An analysis of graduating residents’ scores on the Fundamentals of Endoscopic Surgery (FES) skills test showed men were 30% more likely to pass than women, with pass rates of 92% compared with 71%.

This gap does not reflect inherent differences in ability by sex but very likely results from systemic issues in the way flexible endoscopy is trained and performed, said lead author Matthew Lineberry, PhD, an associate professor at the Zamierowski Institute for Experiential Learning at the University of Kansas Medical Center, in Kansas City.

“It doesn’t seem likely to us that the test itself is biased but rather that it seems to be revealing bias in other aspects of training and surgery,” Dr. Lineberry said.

A contributing factor may be device design, he said. Many instruments are designed for larger hands. A person with a glove size 5.5 cannot wrap their ring and pinky fingers completely around the handle shaft of a colonoscope, leading to reduced grip security.

The full paper is published in Surgical Endoscopy (2020; 34[8]:3633-3643). It includes photos illustrating the effects of hand size on instrument control and a detailed discussion of potential explanations for the sex-related difference.

Investigators analyzed de-identified, first-attempt skills test scores and self-reported demographic characteristics of 2,023 general surgery residents who were required to pass the FES assessment.

Residents’ sex, glove size and height were closely correlated, but statistically controlling for glove size and height did not eliminate the sex difference in scores.

The overall pass rate was 83%. Results showed that the volume of a resident’s clinical experience correlated with passing, especially for colonoscopy and lower gastrointestinal tract procedures. But residents’ performance on each of the five tasks required skills only moderately related to their performance on the other four. Loop reduction was the most difficult of the subtasks, analysis showed.

A previous study suggested the FES simulator GI Mentor Express was associated with higher scores, so investigators applied a conversion factor to tests on this simulator to correct for perceived bias. However, examinees who tested on this simulator had lower total scores and a lower pass rate than those on the GI Mentor II, at 73% compared with 85%. When investigators removed the Express-specific scoring rule, the disparity was eliminated. The Express simulator–specific scoring penalty should be removed from the FES test, Dr. Lineberry said.
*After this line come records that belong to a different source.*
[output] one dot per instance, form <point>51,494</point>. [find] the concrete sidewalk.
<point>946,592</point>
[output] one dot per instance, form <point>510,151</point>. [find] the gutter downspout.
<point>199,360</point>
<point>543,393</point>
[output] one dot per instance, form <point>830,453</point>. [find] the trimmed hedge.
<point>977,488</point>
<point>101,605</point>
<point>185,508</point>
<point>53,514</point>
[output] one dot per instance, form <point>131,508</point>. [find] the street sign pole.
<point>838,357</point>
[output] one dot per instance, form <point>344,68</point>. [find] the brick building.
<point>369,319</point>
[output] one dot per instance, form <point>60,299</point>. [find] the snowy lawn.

In an accompanying commentary published in Surgical Endoscopy, three noted SAGES members wrote that the study raises issues that the FES committee “can and should wrestle with,” especially sex-related differences in pass rates.

“The results add to the call for a critical assessment of the entire paradigm of surgical development in light of its male-dominated origins,” they wrote, adding that the field should “welcome, celebrate and benefit from the contributions of a much more diverse set of providers and trainers than we have historically enjoyed, and in some cases, allowed.”